5. Aux termes de l’article 8 de la convention européenne de sauvegarde des droits de l'homme et des libertés fondamentales : « 1. Toute personne a droit au respect de sa vie privée et familiale, de son domicile et de sa correspondance. / 2. Il ne peut y avoir ingérence d'une autorité publique dans l'exercice de ce droit que pour autant que cette ingérence est prévue par la loi et qu'elle constitue une mesure qui, dans une société démocratique, est nécessaire à la sécurité nationale, à la sûreté publique, au bien-être économique du pays, à la défense de l'ordre et à la prévention des infractions pénales, à la protection de la santé ou de la morale, ou à la protection des droits et libertés d'autrui. »

6. En l’état de l’instruction, Mme B... établissant être en couple avec un ressortissant français depuis le 29 septembre 2022 avec lequel elle s’est mariée le 28 juin 2024, le moyen tiré de ce que la décision attaquée méconnait l’article 8 de la convention européenne de sauvegarde des droits de l'homme et des libertés fondamentales est propre à créer un doute sérieux quant à la légalité de la décision attaquée.

7. Les deux conditions posées par l’article L. 521-1 du code de justice administrative étant remplies, il y a lieu de prononcer la suspension de l’exécution de la décision par laquelle la carte de séjour pluriannuelle en qualité de conjoint de français a été implicitement refusée à Mme B..., jusqu’à ce qu’il soit statué au fond sur sa légalité.

Sur les conclusions à fin d’injonction :

8. Il y a lieu d’enjoindre au préfet des Hauts-de-Seine de réexaminer la situation de Mme B... et de la munir, dans un délai de quinze jours à compter de cette notification, d’une attestation de prolongation d’instruction l’autorisant à travailler valable jusqu’à ce qu’il soit statué sur la requête au fond ou jusqu’à l’adoption d’une nouvelle décision sur son droit au séjour.

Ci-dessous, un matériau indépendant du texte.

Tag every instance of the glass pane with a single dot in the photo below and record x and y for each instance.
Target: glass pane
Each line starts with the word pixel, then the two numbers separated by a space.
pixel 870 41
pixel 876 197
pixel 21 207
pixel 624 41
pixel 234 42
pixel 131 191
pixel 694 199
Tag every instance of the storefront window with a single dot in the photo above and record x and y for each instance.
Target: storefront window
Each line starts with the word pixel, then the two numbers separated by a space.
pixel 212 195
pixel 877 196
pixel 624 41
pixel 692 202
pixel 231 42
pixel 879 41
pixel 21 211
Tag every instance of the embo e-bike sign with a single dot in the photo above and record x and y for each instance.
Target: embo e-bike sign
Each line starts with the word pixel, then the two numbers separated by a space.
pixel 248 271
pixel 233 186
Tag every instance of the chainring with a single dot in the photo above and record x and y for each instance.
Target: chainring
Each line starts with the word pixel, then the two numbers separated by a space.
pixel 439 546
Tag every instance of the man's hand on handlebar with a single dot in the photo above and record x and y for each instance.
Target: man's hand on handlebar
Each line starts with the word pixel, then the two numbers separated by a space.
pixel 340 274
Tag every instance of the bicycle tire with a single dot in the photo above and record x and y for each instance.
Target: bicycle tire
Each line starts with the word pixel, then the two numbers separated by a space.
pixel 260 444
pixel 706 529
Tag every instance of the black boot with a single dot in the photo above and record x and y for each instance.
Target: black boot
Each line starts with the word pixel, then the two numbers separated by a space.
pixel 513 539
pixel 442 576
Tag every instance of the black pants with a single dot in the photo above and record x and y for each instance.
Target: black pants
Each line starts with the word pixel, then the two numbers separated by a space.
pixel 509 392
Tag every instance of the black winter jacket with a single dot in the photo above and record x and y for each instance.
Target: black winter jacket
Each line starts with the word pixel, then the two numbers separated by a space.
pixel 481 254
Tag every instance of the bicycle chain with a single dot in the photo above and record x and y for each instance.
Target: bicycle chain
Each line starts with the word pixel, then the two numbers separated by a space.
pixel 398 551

Il y a lieu d’assortir cette injonction d’une astreinte de 100 euros à compter de l’expiration de ce délai.




Sur les frais liés au litige :

9. Il y a lieu, dans les circonstances de l’espèce, de mettre à la charge de l’Etat une somme de 1 000 euros en application des dispositions de l’article L. 761-1 du code de justice administrative.


ORDONNE :

Article 1er : L'exécution de la décision implicite par laquelle le préfet des Hauts-de-Seine a rejeté la demande de titre de séjour de Mme B... est suspendue jusqu’à ce qu’il soit statué au fond sur sa légalité.
Article 2 : Il est enjoint au préfet des Hauts-de-Seine de procéder, au réexamen de la demande de renouvellement de titre de séjour de Mme B... et de la munir, durant cet examen, d’une attestation de prolongation d’instruction avec autorisation de travailler, dans un délai de quinze jours à compter de la notification de la présente ordonnance sous astreinte de 100 euros à compter de l’expiration de ce délai.
Article 3 : L’Etat versera une somme de 1 000 euros en application des dispositions de l’article L. 761-1 du code de justice administrative.
Article 4 : La présente ordonnance sera notifiée à Mme A... B... et au ministre de l’intérieur.
Copie en sera adressée au préfet des Hauts-de-Seine.


Fait à Cergy, le 27 octobre 2025.

La juge des référés

signé

E. Rolin


La République mande et ordonne au ministre de l’intérieur en ce qui le concerne ou à tous commissaires de justice à ce requis en ce qui concerne les voies de droit commun contre les parties privées, de pourvoir à l’exécution de la présente décision.